Mini, I'm tired tonight and guess my eyes aren't working too well - and I thought your comment read "just a tight CHAOTIC twisted ball of ropes..." which is what I'm afraid I would end up with! A.

Well, that will teach me to consult the dictionary before spouting off! Seems there isn't such a word as "chotic". Told you I was tired, so sorry to have opened my mouth before putting my brain in gear! A.

Mini Oven's picture
Mini Oven

I also wrote STAND instead of STRAND.  I thought I spelled chaotic. But I ment it. If you start out but can't manage it, heck, why not? coil it all up into a ball and let it rise, you could even make a little man peek out and hands and feet somewhere. I did it once with clay, would be interesting in bread.  I'm pretty tired too.  

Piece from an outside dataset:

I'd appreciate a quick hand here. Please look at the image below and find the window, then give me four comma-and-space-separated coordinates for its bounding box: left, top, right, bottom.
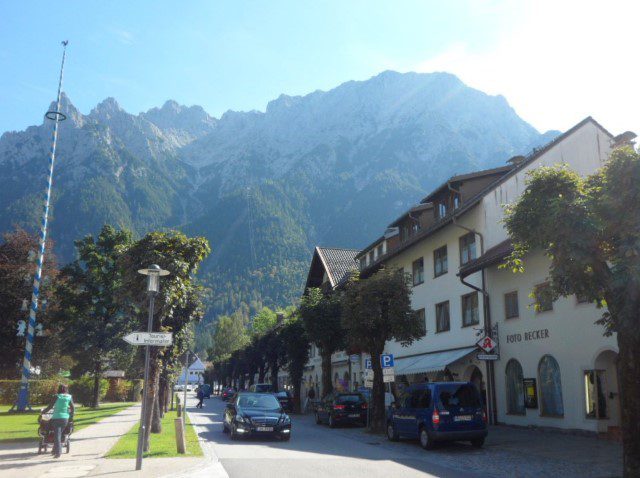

Title it ..."The Overwhelmed Baker"

Mini O

"What a world, what a world...."

AnnieT's picture

Good morning, Mini. Because you knew so much about teaching people to make knots I assumed that "chotic" was a technical term - but I should have checked first. Your idea of the loaf with the little baker man's arms and legs poking out might be good for the day of the dead bread, instead of little bones all around the edge? Maybe not, A.

Larry Clark's picture
Larry Clark

I'm very much looking forward to trying this. So much so, that I checked out the Hemmelman book at our local library. It would be big help if you could give me an idea of how long to make each strand.



keesmees's picture


back in town again. sorry for the late response; I had a little vacation in france last weeks.

the recipe's total weight is 1155 gr.

six strands 190 gr each.

make the strands 70 cm at least. a bit longer is no problem, because you fold the redundant dough underneath.